John Chrysostom Homily on “You are the Salt of the Earth”

Today I am going to include a “guest post” from St John Chrysostom (a bishop of Constantinople, d. 407 AD). It is a favorite of mine, and I think a powerful witness to the truth that we as Christians are not called to be transformed by the world into its own image, but to transform the world through God’s work in us. God bless!

(From his 15th homily on the Gospel of St Matthew)

“You are the salt of the earth” (Matthew 5:13).

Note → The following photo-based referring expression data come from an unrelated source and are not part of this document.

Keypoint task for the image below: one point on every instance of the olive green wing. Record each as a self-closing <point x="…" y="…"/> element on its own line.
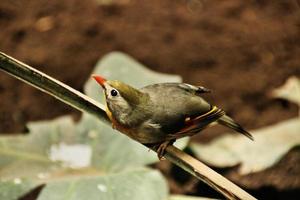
<point x="195" y="125"/>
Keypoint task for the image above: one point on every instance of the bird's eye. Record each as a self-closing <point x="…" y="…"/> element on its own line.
<point x="114" y="93"/>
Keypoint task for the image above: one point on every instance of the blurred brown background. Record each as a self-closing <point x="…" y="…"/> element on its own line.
<point x="239" y="49"/>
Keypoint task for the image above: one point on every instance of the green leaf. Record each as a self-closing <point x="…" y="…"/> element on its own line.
<point x="77" y="161"/>
<point x="131" y="185"/>
<point x="269" y="145"/>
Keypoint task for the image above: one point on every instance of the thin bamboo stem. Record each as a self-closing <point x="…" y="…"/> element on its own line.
<point x="84" y="103"/>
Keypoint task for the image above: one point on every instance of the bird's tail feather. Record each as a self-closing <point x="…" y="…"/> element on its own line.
<point x="230" y="123"/>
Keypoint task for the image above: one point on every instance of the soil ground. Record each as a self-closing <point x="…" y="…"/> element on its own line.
<point x="239" y="49"/>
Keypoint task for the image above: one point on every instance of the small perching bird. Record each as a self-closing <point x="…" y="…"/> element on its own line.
<point x="158" y="114"/>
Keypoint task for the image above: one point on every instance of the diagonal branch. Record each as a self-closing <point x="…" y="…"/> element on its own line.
<point x="83" y="103"/>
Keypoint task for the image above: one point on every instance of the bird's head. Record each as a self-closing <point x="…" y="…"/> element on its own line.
<point x="121" y="98"/>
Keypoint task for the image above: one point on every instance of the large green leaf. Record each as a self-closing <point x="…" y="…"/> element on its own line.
<point x="132" y="185"/>
<point x="85" y="159"/>
<point x="268" y="147"/>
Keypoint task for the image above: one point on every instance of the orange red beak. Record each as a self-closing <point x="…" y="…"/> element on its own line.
<point x="99" y="79"/>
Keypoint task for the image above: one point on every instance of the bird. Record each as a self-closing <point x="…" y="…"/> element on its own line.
<point x="158" y="114"/>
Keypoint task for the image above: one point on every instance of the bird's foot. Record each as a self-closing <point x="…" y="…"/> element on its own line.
<point x="162" y="147"/>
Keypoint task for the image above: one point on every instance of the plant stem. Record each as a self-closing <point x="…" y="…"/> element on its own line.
<point x="83" y="103"/>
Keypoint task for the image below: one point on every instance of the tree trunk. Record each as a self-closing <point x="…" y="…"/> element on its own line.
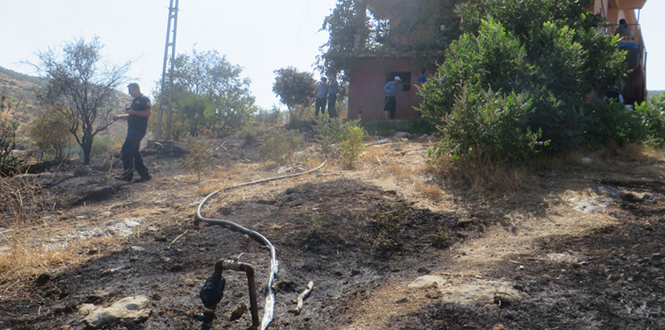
<point x="86" y="146"/>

It is not for your own sake, he says, but for the world’s sake that the word is entrusted to you. I am not sending you only into two cities only or ten to twenty, not to a single nation, as I sent the prophets of old, but across land and sea, to the whole world. And that world is in a miserable state. For when he says: You are the salt of the earth, he is indicating that all mankind had lost its savour and had been corrupted by sin. Therefore, he requires of these men those virtues which are especially useful and even necessary if they are to bear the burdens of many. For the man who is kindly, modest, merciful and just will not keep his good works to himself but will see to it that these admirable fountains send out their streams for the good of others. Again, the man who is clean of heart, a peacemaker and ardent for truth will order his life so as to contribute to the common good.
  Do not think, he says, that you are destined for easy struggles or unimportant tasks. You are the salt of the earth. What do these words imply? Did the disciples restore what had already turned rotten? Not at all. Salt cannot help what is already corrupted. That is not what they did. But what had first been renewed and freed from corruption and then turned over to them, they salted and preserved in the newness the Lord had bestowed. It took the power of Christ to free men from the corruption caused by sin; it was the task of the apostles through strenuous labour to keep that corruption from returning.
  Have you noticed how, bit by bit, Christ shows them to be superior to the prophets? He says they are to be teachers not simply for Palestine but for the whole world. Do not be surprised, then, he says, that I address you apart from the others and involve you in such a dangerous enterprise. Consider the numerous and extensive cities, peoples and nations I will be sending you to govern. For this reason I would have you make others prudent, as well as being prudent yourselves. For unless you can do that, you will not be able to sustain even yourselves.
  If others lose their savour, then your ministry will help them regain it. But if you yourselves suffer that loss, you will drag others down with you. Therefore, the greater the undertakings put into your hands, the more zealous you must be. For this reason he says: But if the salt becomes tasteless, how can its flavour be restored? It is good for nothing now, but to be thrown out and trampled by men’s feet.
  When they hear the words: When they curse you and persecute you and accuse you of every evil, They may be afraid to come forward. Therefore he says: “Unless you are prepared for that sort of thing, it is in vain that I have chosen you. Curses shall necessarily be your lot but they shall not harm you and will simply be a testimony to your constancy. If through fear, however, you fail to show the forcefulness your mission demands, your lot will be much worse, for all will speak evil of you and despise you. That is what being trampled by men’s feet means.”
  Then he passes on to a more exalted comparison: You are the light of the world. Once again, “of the world”: not of one nation or twenty cities, but of the whole world. The light he means is an intelligible light, far superior to the rays of the sun we see, just as the salt is a spiritual salt. First salt, then light, so that you may learn how profitable sharp words may be and how useful serious doctrine. Such teaching holds in check and prevents dissipation; it leads to virtue and sharpens the mind’s eye. A city set on a hill cannot be hidden; nor do men light a lamp and put it under a basket. Here again he is urging them to a careful manner of life and teaching them to be watchful, for they live under the eyes of all and have the whole world for the arena of their struggles.